Purdy's work has also revealed differences in the distribution and pupping grounds of giant-toothed and small-toothed sharks. The fossil record suggests that the giant-toothed form inhabited the waters surrounding Antarctica in the late Eocene (about 35 million years ago), when the ocean in general was warmer than it is today and these polar seas were temperate rather than freezing cold. But already a steady world-wide cooling trend had begun. Eventually, continental drift and other tectonic activities changed oceanic circulation patterns, resulting in a circum-Antarctic current, effectively condemning the continent to icy isolation. Paleontologist Albert Sanders has excavated about 100 fossil teeth of giant-toothed antecedents of Megalodon from late Oligocene deposits (about 27 million years old) in South Carolina. The seas covering South Carolina at that time were shallow and warm. Just offshore, cool, nutrient-rich water welled up from the depths, supporting vibrant communities of marine predators and their prey. Thus, since its appearance some 16 million years ago, Megalodon had been an inhabitant of relatively warm waters over continental shelves. In the western North Atlantic, fossilized teeth of juvenile Megalodon occur in warm-water coastal areas south of Cape Hateras, especially in regions with nearby upwelling, suggesting that mothers of this species used these areas as nurseries.

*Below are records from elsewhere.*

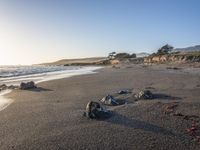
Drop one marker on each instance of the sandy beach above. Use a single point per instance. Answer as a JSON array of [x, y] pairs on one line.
[[51, 117]]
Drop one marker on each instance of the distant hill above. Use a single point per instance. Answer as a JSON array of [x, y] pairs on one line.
[[188, 49], [82, 61], [139, 55]]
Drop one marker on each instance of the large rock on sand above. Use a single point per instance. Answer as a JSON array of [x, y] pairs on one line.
[[145, 94], [109, 100], [28, 85], [95, 111]]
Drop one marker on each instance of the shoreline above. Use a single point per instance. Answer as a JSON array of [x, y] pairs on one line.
[[5, 101], [52, 118]]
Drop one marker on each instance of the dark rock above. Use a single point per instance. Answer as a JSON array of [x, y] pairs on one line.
[[109, 100], [28, 85], [95, 111], [123, 92], [12, 87], [145, 94]]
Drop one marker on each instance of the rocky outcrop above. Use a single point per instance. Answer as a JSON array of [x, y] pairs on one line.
[[180, 57], [109, 100], [95, 111], [5, 87], [28, 85]]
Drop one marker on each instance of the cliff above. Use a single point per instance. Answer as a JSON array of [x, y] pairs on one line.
[[173, 57]]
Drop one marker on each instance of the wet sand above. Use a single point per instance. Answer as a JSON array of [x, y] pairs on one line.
[[51, 116]]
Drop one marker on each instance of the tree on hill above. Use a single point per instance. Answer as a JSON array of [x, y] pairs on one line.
[[111, 55], [166, 49], [115, 55]]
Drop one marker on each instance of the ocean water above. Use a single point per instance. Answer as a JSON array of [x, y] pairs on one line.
[[14, 75]]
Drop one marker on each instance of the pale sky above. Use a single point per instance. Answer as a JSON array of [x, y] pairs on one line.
[[36, 31]]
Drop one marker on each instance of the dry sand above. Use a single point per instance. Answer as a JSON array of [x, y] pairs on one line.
[[51, 117]]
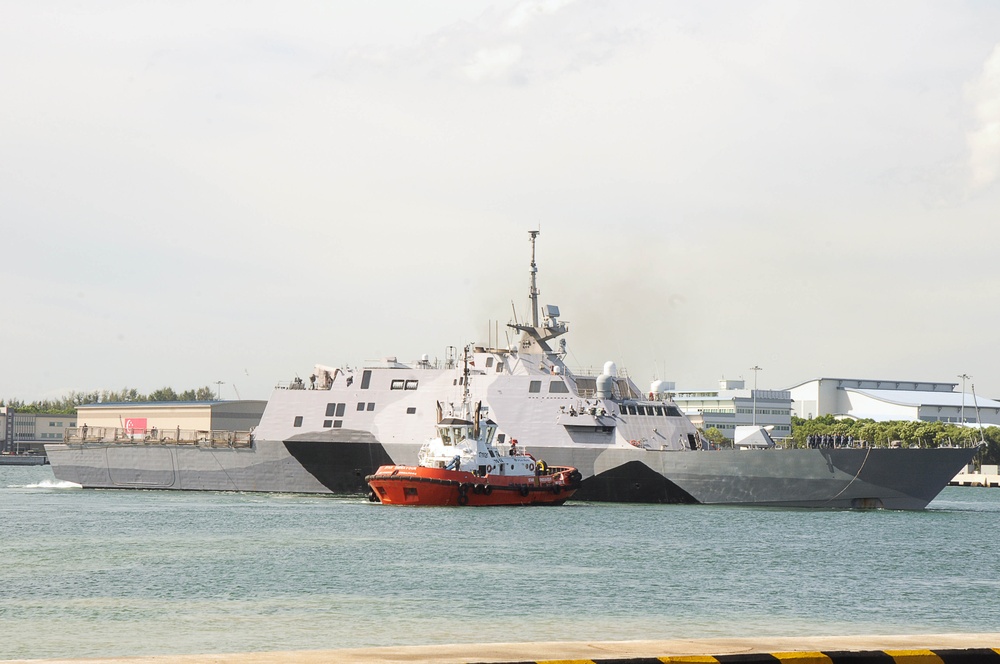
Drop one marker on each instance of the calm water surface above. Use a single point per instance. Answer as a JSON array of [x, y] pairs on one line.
[[103, 573]]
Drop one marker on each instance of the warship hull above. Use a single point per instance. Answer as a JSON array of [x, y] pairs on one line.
[[832, 478]]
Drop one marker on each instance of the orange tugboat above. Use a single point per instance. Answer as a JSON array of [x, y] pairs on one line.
[[462, 465]]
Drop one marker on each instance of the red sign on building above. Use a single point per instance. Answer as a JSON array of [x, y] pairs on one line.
[[135, 424]]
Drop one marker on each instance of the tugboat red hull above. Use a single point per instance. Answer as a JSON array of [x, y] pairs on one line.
[[417, 485]]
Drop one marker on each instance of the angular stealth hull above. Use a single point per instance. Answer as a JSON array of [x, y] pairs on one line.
[[317, 463]]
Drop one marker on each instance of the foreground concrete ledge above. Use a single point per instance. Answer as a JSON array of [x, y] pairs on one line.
[[902, 648]]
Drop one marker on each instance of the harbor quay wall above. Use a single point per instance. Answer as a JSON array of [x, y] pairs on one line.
[[902, 649]]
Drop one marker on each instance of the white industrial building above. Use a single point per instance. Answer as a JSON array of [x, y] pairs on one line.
[[733, 405], [21, 432], [885, 400]]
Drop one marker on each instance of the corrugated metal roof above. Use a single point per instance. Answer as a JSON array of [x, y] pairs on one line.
[[924, 398], [151, 404]]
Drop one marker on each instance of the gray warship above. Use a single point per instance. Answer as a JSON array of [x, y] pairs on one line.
[[630, 445]]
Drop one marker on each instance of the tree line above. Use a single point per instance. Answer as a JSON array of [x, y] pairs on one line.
[[69, 403], [884, 434]]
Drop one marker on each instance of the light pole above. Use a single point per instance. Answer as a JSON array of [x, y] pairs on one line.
[[964, 377], [755, 369]]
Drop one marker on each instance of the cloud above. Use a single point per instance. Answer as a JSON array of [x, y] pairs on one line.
[[524, 12], [984, 142], [493, 63]]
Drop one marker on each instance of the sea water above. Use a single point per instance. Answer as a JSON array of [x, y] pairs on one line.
[[95, 573]]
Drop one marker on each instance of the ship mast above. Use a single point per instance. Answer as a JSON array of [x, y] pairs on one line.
[[534, 289], [538, 333]]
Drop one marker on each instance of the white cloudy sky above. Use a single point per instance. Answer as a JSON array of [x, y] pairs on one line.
[[207, 191]]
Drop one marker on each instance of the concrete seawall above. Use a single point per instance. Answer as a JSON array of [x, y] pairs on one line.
[[904, 649]]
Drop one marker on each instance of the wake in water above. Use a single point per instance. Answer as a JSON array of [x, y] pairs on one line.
[[49, 484]]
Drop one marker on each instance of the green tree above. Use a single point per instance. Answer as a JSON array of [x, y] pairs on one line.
[[716, 437], [163, 394]]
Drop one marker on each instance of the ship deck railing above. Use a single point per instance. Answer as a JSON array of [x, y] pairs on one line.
[[156, 436]]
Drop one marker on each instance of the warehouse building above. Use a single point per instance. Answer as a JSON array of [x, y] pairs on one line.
[[143, 416], [733, 405], [885, 400]]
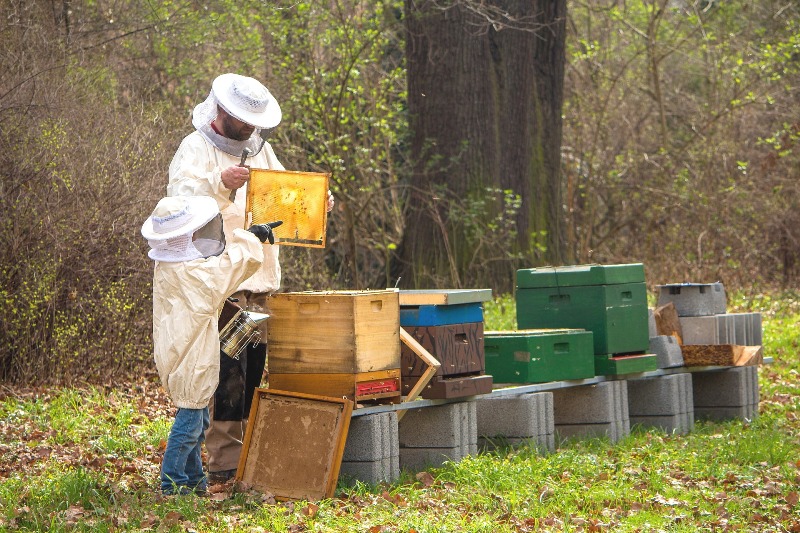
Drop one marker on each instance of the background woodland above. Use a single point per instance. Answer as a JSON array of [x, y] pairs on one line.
[[679, 149]]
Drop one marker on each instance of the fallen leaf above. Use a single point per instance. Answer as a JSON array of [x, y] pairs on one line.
[[425, 478], [310, 510]]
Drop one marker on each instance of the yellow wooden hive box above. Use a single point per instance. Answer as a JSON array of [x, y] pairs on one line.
[[334, 332]]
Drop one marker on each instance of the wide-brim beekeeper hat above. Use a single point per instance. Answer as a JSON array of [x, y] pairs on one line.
[[182, 228], [179, 215], [242, 97]]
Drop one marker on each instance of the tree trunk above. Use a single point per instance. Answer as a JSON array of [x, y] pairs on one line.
[[485, 90]]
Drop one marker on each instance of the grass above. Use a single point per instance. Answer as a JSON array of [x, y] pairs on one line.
[[87, 459]]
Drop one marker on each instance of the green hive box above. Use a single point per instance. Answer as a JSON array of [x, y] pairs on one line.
[[610, 301], [538, 356]]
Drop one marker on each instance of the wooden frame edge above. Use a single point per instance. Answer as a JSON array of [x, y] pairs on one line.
[[427, 358]]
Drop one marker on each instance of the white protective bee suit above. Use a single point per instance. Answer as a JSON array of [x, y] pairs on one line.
[[187, 299]]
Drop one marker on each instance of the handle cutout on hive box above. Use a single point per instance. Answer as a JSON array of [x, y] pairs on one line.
[[522, 357], [308, 308]]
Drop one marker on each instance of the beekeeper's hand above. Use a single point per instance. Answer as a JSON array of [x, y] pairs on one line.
[[264, 231]]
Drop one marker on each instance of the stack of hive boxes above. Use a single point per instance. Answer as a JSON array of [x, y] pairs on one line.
[[344, 344], [449, 325], [539, 356], [608, 300]]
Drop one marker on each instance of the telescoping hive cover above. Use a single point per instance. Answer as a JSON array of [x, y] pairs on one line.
[[299, 199], [294, 444]]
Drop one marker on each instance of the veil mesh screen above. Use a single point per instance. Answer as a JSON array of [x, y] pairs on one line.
[[298, 199]]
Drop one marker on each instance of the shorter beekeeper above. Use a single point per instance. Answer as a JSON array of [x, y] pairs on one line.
[[195, 271]]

Fossil white shark teeth are abundant in late-Miocene and younger deposits (from about 10 million years ago onward) characterized by cool temperate water and are rare or absent in deposits of similar age characterized by warm water. Today, many of the smallest known white shark specimens (about 4 to 5 feet or 1.2 to 1.5 metres in length) have been taken off Long Island, at the northern end of the mid-Atlantic Bight. Based on this fact, Purdy suggests that, from the late-Miocene onward, the white shark used these relatively cold waters as nursery areas and seemed to have "avoided" warmer areas that were preferred by Megalodon. While there is no evidence that Megalodon actually displaced the white shark, Purdy's data make it clear that the white shark has been a primarily cool temperate water inhabitant since at least the early Pliocene Epoch (about 5 million years ago). Paleoecological studies thus indicate that the white shark did not live in Megalodon's shadow at all. These two heavyweight predators got along by feeding on different prey - megalodon on whales, the white shark on seals - which contributed to their living in different areas - Megalodon in warm water, the White Shark in cool.

Megalodon must have been one of the most awesome predators the ocean has ever produced. For 14 million years, megalodon was the uncontested ruler of the warm, shallow seas it inhabited. But no autocracy lasts forever. According to the fossil record, about 1.6 million years ago megalodon suddenly and mysteriously died out. But its smaller cousin, the White Shark, is still with us, haunting our dreams and inspiring our fear, admiration, and curiosity. The mystery of why Megalodon became extinct while the White Shark survives is one of paleontology's all-time great whodunnits.